The heroine and the patriarch

The difference between sexy and sexism is Wonder Woman’s Achilles’ heel to this day. Jill Lepore’s non-fiction book The Secret Story of Wonder Woman shows just how much of this was built into the character’s creation. (from the English by Werner Roller, CH Beck, 552 p., €29.95) which is finally available in German after a delay of almost a decade.

Lepore is a historian, her non-fiction book “These Truths”, which examines the history of the USA from the perspective of the promises in the American Constitution, is one of the most exciting historical books of the past decade.

So if you expect Lepore’s Wonder Woman book to only tell the publishing and character history of the superheroine, you will be at least partially disappointed. The actual creation of the character does not begin until the middle of the book. Lepore integrates this creation into the historical context. In other words, into the history of twentieth-century feminism.

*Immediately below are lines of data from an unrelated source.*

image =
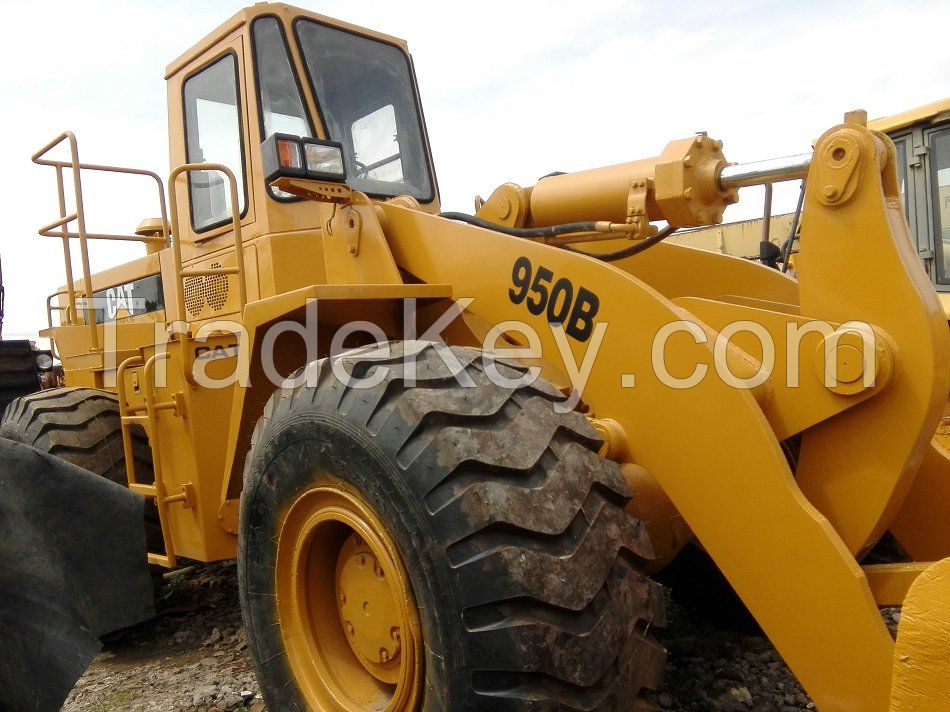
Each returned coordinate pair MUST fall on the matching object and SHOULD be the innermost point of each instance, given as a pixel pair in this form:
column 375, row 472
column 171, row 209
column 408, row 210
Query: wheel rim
column 347, row 615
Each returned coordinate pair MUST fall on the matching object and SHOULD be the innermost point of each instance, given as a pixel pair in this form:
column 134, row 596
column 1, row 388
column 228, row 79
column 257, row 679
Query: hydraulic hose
column 552, row 231
column 627, row 251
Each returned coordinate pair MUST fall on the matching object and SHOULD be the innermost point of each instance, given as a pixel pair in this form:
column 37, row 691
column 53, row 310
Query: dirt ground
column 193, row 657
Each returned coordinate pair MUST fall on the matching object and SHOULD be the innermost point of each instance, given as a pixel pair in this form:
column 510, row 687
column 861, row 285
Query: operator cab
column 922, row 139
column 277, row 70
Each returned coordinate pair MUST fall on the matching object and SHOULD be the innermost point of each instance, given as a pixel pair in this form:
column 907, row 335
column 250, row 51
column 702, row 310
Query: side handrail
column 182, row 272
column 59, row 228
column 50, row 308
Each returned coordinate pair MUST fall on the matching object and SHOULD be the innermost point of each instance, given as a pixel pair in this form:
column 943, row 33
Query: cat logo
column 119, row 301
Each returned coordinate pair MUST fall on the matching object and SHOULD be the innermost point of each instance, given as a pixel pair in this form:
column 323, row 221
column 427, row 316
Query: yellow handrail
column 58, row 228
column 180, row 272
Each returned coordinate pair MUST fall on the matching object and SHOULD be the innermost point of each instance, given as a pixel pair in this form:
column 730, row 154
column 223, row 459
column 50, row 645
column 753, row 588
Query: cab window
column 213, row 135
column 280, row 105
column 940, row 186
column 368, row 103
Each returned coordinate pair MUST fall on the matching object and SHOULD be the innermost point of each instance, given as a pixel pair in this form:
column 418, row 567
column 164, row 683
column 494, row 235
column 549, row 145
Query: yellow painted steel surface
column 787, row 533
column 784, row 558
column 331, row 536
column 922, row 654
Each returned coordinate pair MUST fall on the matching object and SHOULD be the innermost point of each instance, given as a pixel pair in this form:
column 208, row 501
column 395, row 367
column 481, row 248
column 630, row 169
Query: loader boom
column 778, row 422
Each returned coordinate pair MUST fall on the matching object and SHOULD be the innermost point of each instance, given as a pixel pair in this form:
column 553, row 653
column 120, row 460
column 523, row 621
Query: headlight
column 44, row 360
column 287, row 156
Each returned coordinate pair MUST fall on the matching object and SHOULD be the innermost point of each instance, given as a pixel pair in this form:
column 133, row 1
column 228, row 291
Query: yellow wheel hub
column 348, row 618
column 368, row 610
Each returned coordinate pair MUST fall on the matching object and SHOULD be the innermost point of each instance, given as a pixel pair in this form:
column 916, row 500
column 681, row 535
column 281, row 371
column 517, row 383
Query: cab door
column 936, row 196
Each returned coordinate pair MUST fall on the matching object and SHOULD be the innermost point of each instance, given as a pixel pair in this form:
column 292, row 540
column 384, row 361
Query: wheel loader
column 448, row 450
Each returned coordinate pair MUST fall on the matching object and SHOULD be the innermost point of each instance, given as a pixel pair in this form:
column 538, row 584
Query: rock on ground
column 193, row 657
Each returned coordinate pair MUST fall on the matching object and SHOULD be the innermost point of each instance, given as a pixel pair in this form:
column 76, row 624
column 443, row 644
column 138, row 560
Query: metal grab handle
column 180, row 272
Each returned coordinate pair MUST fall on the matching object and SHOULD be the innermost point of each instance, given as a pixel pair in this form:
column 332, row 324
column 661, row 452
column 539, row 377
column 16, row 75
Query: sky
column 511, row 91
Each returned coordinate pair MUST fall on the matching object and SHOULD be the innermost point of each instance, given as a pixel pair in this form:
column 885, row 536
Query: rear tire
column 82, row 426
column 523, row 567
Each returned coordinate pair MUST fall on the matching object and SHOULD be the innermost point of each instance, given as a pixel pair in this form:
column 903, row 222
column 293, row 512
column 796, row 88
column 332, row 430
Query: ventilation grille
column 208, row 291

Hence the long run-up that she takes, from US women’s suffrage in 1920 and Margaret Sanger’s founding of the first counseling centers for contraception shortly before. Lepore places the character Wonder Woman, developed by the psychologist William Marston in 1941, not least in this context because Marston himself referred to it. This is where a second story arc dedicated to Marston unwinds.

He was an ambivalent character. On the one hand a women’s rights activist, on the other hand he exploited women throughout his life. Specifically, his two partners in an open threesome who made the money and kept the business going so Marston could make up stories about Wonder Woman fighting patriarchy and female exploitation.

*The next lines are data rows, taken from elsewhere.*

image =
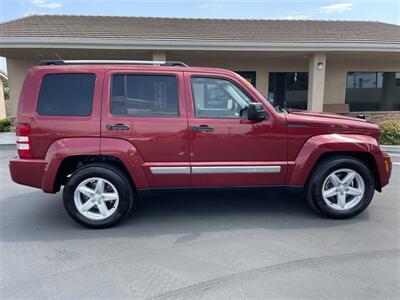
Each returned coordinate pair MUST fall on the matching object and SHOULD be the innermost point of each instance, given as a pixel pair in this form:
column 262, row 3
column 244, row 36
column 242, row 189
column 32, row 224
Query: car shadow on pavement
column 36, row 216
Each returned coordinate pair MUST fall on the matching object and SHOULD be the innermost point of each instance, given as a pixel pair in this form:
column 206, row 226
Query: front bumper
column 384, row 164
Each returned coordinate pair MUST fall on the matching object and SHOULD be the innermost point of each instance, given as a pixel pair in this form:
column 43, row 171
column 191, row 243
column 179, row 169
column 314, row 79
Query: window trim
column 220, row 78
column 353, row 88
column 125, row 91
column 66, row 73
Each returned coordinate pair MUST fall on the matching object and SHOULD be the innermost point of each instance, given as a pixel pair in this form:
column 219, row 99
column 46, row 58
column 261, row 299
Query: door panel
column 162, row 140
column 234, row 151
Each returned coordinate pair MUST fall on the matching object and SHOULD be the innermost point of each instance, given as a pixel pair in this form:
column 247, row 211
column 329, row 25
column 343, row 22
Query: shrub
column 5, row 125
column 390, row 132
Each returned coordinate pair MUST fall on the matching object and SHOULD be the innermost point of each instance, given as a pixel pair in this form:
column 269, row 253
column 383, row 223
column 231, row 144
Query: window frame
column 66, row 73
column 363, row 88
column 218, row 78
column 178, row 115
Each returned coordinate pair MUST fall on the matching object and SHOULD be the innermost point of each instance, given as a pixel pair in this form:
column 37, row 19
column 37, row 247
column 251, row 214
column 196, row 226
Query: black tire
column 110, row 173
column 323, row 170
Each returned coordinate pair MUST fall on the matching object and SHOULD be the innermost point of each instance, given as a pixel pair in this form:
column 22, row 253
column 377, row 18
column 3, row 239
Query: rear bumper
column 28, row 171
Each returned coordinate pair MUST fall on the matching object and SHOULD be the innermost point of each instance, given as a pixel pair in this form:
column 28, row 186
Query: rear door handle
column 202, row 128
column 117, row 127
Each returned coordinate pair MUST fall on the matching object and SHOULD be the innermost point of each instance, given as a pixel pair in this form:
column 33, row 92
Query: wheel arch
column 318, row 148
column 73, row 163
column 365, row 157
column 65, row 155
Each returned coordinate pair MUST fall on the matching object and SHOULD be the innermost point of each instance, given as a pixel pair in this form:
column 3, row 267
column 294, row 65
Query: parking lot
column 257, row 245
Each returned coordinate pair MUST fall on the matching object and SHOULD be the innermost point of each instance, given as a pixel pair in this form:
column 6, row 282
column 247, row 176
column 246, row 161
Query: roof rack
column 168, row 63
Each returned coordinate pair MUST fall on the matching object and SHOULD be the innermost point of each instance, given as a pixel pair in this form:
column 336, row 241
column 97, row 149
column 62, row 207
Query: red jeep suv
column 107, row 130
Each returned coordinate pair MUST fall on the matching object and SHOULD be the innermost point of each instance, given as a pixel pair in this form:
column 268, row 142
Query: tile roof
column 167, row 29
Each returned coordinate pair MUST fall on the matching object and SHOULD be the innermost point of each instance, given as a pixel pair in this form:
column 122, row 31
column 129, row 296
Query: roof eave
column 216, row 45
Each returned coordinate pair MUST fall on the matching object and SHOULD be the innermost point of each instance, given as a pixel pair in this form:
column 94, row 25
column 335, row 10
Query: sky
column 387, row 11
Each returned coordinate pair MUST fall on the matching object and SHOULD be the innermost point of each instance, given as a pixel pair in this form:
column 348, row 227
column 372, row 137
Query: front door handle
column 117, row 127
column 202, row 128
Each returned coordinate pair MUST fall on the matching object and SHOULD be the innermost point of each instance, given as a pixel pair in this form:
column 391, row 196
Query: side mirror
column 256, row 112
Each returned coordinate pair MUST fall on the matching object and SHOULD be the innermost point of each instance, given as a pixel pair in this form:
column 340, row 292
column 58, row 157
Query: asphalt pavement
column 258, row 245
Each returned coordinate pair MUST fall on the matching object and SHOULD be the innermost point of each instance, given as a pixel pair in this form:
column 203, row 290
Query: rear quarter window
column 66, row 95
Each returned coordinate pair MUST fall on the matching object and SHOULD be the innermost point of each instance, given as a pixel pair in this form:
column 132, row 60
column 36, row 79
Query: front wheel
column 340, row 187
column 98, row 195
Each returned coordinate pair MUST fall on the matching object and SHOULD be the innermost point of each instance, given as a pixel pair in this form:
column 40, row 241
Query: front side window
column 217, row 98
column 66, row 95
column 144, row 95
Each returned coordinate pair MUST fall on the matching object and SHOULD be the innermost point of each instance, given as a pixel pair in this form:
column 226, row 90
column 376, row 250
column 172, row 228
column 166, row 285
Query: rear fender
column 61, row 149
column 121, row 149
column 301, row 168
column 130, row 157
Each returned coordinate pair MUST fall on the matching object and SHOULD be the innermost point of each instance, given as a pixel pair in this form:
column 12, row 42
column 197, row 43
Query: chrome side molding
column 170, row 170
column 235, row 169
column 215, row 170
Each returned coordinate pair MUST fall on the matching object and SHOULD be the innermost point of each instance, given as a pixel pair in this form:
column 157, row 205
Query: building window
column 373, row 91
column 288, row 89
column 250, row 76
column 66, row 95
column 144, row 96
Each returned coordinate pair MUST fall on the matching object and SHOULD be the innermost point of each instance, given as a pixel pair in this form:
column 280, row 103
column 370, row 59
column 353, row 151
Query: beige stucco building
column 317, row 65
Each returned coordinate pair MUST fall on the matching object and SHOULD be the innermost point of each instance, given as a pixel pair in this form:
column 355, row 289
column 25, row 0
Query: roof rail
column 168, row 63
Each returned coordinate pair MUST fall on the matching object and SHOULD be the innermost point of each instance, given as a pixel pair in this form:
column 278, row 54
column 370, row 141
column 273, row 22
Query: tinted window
column 66, row 95
column 217, row 98
column 144, row 96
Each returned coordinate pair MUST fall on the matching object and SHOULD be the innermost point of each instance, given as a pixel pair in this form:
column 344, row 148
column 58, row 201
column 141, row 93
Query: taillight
column 24, row 145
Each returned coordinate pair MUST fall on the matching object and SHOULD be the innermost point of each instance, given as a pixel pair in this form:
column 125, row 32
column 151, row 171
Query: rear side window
column 66, row 95
column 144, row 95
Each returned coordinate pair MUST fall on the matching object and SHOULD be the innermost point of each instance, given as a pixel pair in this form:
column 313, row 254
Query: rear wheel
column 340, row 187
column 98, row 195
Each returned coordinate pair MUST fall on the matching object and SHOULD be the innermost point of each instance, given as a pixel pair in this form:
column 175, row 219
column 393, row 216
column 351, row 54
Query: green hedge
column 5, row 125
column 390, row 132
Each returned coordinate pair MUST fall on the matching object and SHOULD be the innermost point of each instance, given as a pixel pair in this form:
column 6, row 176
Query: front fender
column 317, row 145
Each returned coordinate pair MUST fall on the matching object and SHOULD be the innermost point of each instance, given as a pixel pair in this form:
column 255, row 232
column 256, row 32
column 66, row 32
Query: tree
column 6, row 90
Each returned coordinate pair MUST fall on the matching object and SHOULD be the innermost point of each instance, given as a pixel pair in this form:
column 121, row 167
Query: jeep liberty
column 108, row 130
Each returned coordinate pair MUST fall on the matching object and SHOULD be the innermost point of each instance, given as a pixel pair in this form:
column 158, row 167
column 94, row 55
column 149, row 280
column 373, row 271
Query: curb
column 7, row 138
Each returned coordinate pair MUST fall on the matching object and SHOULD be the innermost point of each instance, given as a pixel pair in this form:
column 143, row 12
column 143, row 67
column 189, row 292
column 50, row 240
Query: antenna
column 58, row 56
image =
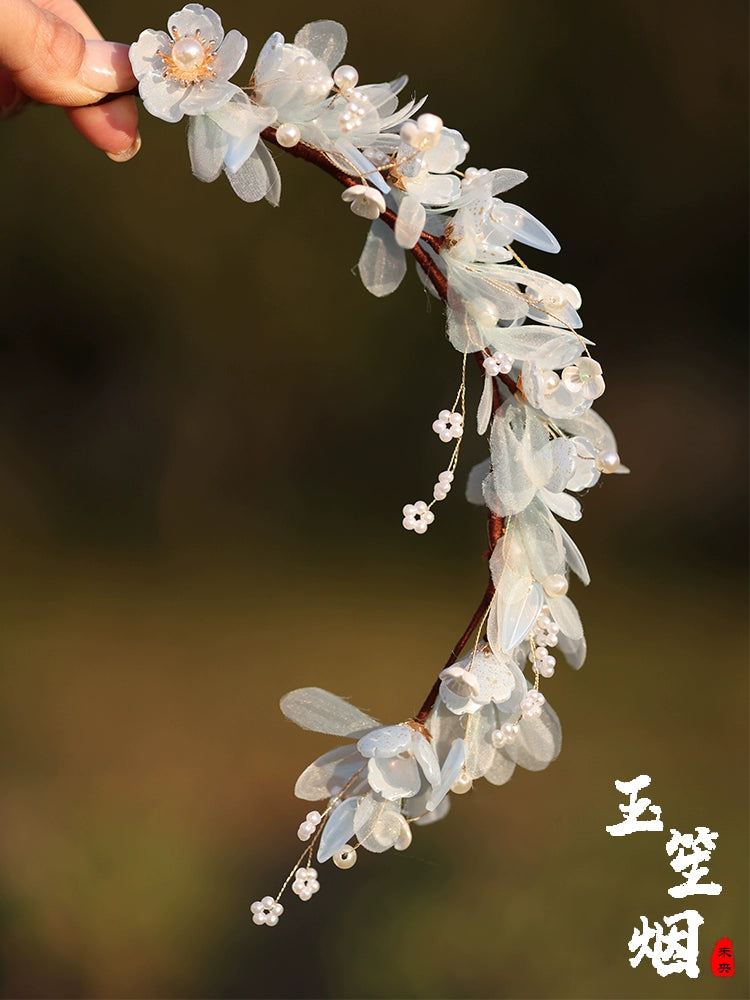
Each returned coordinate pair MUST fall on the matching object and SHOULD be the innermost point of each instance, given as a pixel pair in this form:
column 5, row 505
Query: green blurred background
column 208, row 431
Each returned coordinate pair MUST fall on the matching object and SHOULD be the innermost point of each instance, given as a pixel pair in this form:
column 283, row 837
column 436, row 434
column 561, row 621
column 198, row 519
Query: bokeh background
column 208, row 431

Pin-up girl and suffragette

Lepore is a representative of that empathetic way of presentation that English-speaking non-fiction authors are so much better at than German-speaking ones. Accordingly, her portrait of Marston is not devastating. “To be honest, it was hard to know what to make of him,” she admits in the afterword.

Rather, the complexity of Marston, who as a patriarch created a consciously feminist icon, is the origin of the dichotomy of the character, which was written and drawn exclusively by men between 1946 and 1985 and whose characterization was often limited to a kind of Superman with breasts be: sexist instead of sexy.

Lepore, on the other hand, goes to the heart of the character created by Marston and his two wives: pin-up girl and suffragette. By tying it into the bigger picture, she also makes it clear that Wonder Woman is not a footnote in the history of the women’s movement, wedged between turn-of-the-century suffragettes and contemporary feminists. But that she is the link between the two, with a lasting influence on contemporary feminists.

One of the rare cases in which the usually rather small historiography of the comics is linked to the large one of an entire country, and, as expected, brilliantly written.